Follow the data: How astronomers use and reuse data

Authors


Abstract

We analyze the people and infrastructure involved in the building, sustaining, and curation of large astronomy sky surveys. Our research assesses what new infrastructures, divisions of labor, knowledge, and expertise are necessary for the proper care of data. Between May 2011- February 2012, we conducted fourteen interviews employing Sloan Digital Sky Survey (SDSS) data use as the focus. SDSS is a multi-faceted, multi-phased data-driven telescope project with hundreds of collaborators and thousands of users of the open data. The Follow the Data interview protocol identifies a single publication authored by each interviewee and uses it as a lens looking backward and forward to identify data uses leading into and out of the publication.

The interviews revealed the ways these astronomers discover, locate, retrieve, and store external data for their research. Any given astronomy research project may employ multiple methods to discover, locate, retrieve, and store multiple datasets. Our research finds that informal and formal methods are used to discover and locate data, including person-to-person contact. Data retrieval and storage methods are often determined by the size of the dataset and the amount of infrastructure available to the researcher. Astronomy research practices are evolving rapidly with access to more data and better tools. The poster presentation will report further on how those data are used and reused in astronomy.

INTRODUCTION

Since 2009 the Knowledge Infrastructures team at UCLA has studied the data practices of astronomers using semi-structured interviews and participant observation fieldwork. Astronomers draw ever more heavily on repositories of astronomical observations. These resources may supplement or supplant direct observation from telescopes (Wynholds, Wallis, Borgman, Sands, & Traweek, 2012). We analyze the people and infrastructure involved in the building, sustaining, and curation of large sky surveys; these generate massive amounts of data that serve multiple scientific purposes (Fearon, Borgman, Traweek, & Wynholds, 2010).

Our research assesses what new infrastructures, divisions of labor, knowledge, and expertise are necessary for the proper care of data. How do data management, curation, sharing, and re-use practices vary among research areas? Who uses what data when, with whom, and why? These analyses will influence decisions about scientific practice and infrastructure by researchers, curators, funders, and policy makers.

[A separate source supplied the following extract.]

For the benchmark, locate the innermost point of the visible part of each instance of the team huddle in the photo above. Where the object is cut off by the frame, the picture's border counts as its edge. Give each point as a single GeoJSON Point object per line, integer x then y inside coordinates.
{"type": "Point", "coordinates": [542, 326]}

We report here on interviews with astronomers about their use of the Sloan Digital Sky Survey (SDSS) (“Sloan Digital Sky Survey”). SDSS is a multi-faceted, multi-phased, data-driven telescope project with around 400 participants involved in the SDSS-I and SDSS-II data collection activities. The number of users who access the data is much larger: the data service (SkyServer) has over 2500 registered users and has logged hundreds of millions of anonymous queries; in May 2012 the SDSS database had 15,194,389 hits (“SDSS SkyServer Web Site Traffic”). Since it began taking data in 1998, SDSS has been a pioneer in open data projects. Following a short proprietary period, SDSS provides public data releases. They were the first to ensure prompt public release of data; many other collaborative telescope projects now emulate the SDSS data practices. The nature of SDSS data access, use, and curation are important focus points for understanding future big science projects.

METHODS

Our study population includes astronomers (students, post-docs, research scientists, and faculty) working with SDSS data. Interviewees represent a range of career stages, and include both builders and users of the SDSS. Interviewees were identified through bibliographic searches of papers citing SDSS. This corpus includes 14 interviews of 13 individuals, conducted between May 2011 and February 2012, in total about 19 interview hours. Interviews lasted from 50 minutes to 2 hours each. Interviews were audio-recorded, transcribed, and uploaded into the data analysis software NVivo 9. The UCLA team members coded each interview. Inter-coder reliability tests ensured consistent coding practices between team members.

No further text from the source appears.